Decyzję o budowie żelaznego mostu podjęto po wielkiej powodzi
KONIŃSKIE WSPOMNIENIA
To dlatego w przywołanym wyżej piśmie z 8 kwietnia 1924 roku polecono kierownikowi Powiatowego Zarządu Drogowego w Koninie Władysławowi Piestrzyńskiemu „przystąpić do naprawy mostu w Czarkowie a jednocześnie do robót regulacyjnych na szosie przy moście”. O samym moście będzie za chwilę, niezwykle intrygująco natomiast zabrzmiało dla mnie polecenie przeprowadzenie „robót regulacyjnych na szosie przy moście”.
Woda na skrzyżowaniu
Dopiero z pisma z grudnia 1928 roku, w którym szef Okręgowej Dyrekcji Robót Publicznych w Łodzi Bolesław Stawiski wezwał Władysława Piestrzyńskiego „do najspieszniejszego przedłożenia projektu i kosztorysu mostu objazdowego przez zalew rzeki Warty pod Czarkowem”, dowiedziałem się, że „istniejący most na zalewie (łasze) jest zagrożony wiosennem wezbraniem, ponieważ na przestrzeni między mostem a wsią Czarkowem został w roku bieżącym wykonany nasyp drogowy, który zamknie dotychczasowy wolny przepływ w.w. przez drogę i całą ich masę skieruje pod ten most, będący w stanie krytycznym”.

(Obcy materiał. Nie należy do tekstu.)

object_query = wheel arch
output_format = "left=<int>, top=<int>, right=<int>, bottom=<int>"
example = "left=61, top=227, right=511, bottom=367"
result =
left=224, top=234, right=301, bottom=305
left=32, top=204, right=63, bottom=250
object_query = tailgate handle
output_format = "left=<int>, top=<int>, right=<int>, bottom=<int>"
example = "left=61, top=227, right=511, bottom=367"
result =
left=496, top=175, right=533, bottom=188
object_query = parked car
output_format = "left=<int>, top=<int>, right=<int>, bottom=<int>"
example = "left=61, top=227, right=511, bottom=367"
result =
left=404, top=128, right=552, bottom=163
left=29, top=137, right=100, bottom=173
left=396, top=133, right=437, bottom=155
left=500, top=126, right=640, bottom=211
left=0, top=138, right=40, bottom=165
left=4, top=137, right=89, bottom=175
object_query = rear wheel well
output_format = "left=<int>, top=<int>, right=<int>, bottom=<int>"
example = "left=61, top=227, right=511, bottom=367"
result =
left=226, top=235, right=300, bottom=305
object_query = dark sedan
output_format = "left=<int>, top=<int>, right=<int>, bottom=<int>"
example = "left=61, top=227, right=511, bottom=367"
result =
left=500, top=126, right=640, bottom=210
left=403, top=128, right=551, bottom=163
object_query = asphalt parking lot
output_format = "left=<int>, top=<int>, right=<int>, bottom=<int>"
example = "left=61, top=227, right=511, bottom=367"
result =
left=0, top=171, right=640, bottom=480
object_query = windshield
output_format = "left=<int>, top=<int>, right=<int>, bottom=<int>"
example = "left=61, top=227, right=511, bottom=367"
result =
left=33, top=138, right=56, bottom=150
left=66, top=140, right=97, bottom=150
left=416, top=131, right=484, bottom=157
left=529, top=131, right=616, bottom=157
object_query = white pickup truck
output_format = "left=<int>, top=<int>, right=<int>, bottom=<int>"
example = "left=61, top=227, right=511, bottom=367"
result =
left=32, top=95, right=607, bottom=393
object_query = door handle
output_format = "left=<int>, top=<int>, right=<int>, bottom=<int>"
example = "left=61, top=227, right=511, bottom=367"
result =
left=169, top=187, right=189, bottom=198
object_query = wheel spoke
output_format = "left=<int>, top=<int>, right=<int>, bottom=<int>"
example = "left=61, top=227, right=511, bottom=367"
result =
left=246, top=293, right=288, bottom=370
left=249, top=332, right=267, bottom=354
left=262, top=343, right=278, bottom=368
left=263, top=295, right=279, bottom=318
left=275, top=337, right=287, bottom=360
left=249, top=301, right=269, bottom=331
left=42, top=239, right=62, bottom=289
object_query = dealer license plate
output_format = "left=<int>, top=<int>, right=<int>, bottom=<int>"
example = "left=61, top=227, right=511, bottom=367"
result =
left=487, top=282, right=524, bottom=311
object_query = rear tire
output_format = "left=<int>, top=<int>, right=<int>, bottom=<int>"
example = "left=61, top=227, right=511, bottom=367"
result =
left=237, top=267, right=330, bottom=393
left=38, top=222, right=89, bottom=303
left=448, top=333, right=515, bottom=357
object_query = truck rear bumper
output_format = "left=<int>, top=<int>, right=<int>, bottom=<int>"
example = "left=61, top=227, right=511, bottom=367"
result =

Otóż most czarkowski (dzisiejszy Piłsudskiego) oparty był na przyczółkach położonych wyżej od dochodzących do niego traktów drogowych. Dzisiaj tę różnicę poziomów widać od strony starego Konina, szczególnie z ulicy Wojska Polskiego, która do 1952 roku prowadziła jadących prosto na tenże most. Pamiętać też musimy, że już podczas budowy żelaznego mostu podniesiono poziom konstrukcji o pół metra, a podczas powojennej odbudowy – jeszcze wyżej. Chcąc sobie wyobrazić owo obniżenie między żelaznym mostem a Czarkowem, musimy też pamiętać, że nie było wtedy tutaj ulicy Przemysłowej, a więc i nasypu, na którym została w 1960 roku zbudowana. Zjazd w dolinę Warty następował więc po najłagodniejszym z tej strony – jak można się domyślać – zboczu, które przed wiekami zachęciło naszych przodków do urządzenia przeprawy przez rzekę właśnie w tym miejscu.
Pół roku zwozili części
W marcu 1929 roku wybudowano obok most prowizoryczny, który miał zastąpić na czas budowy nowego dotychczasową przeprawę, po czym przystąpiono do rozbiórki 29-letniej konstrukcji z drewna, zbudowanej w ostatnim roku XIX wieku przez rosyjskich zaborców. Pod koniec maja 1929 r. rozpoczęto zwożenie części dwóch przęseł z rozbieranego właśnie mostu na Wiśle pod Opaleniem, które trwało aż sześć miesięcy. Montaż zaczął się na początku 1933 r., a 18 listopada 1933 r. odbył się komisyjny odbiór robót. W składzie komisji nie było już inż. Władysława Piestrzyńskiego, który zmarł nagle 21 marca 1933 r. w wieku 49 lat, prawdopodobnie na zawał serca, do czego pełna napięcia i nieprzewidzianych wydarzeń praca przy budowie żelaznego mostu niewątpliwie się przyczyniła. Obiekt oddano do użytku w roku następnym.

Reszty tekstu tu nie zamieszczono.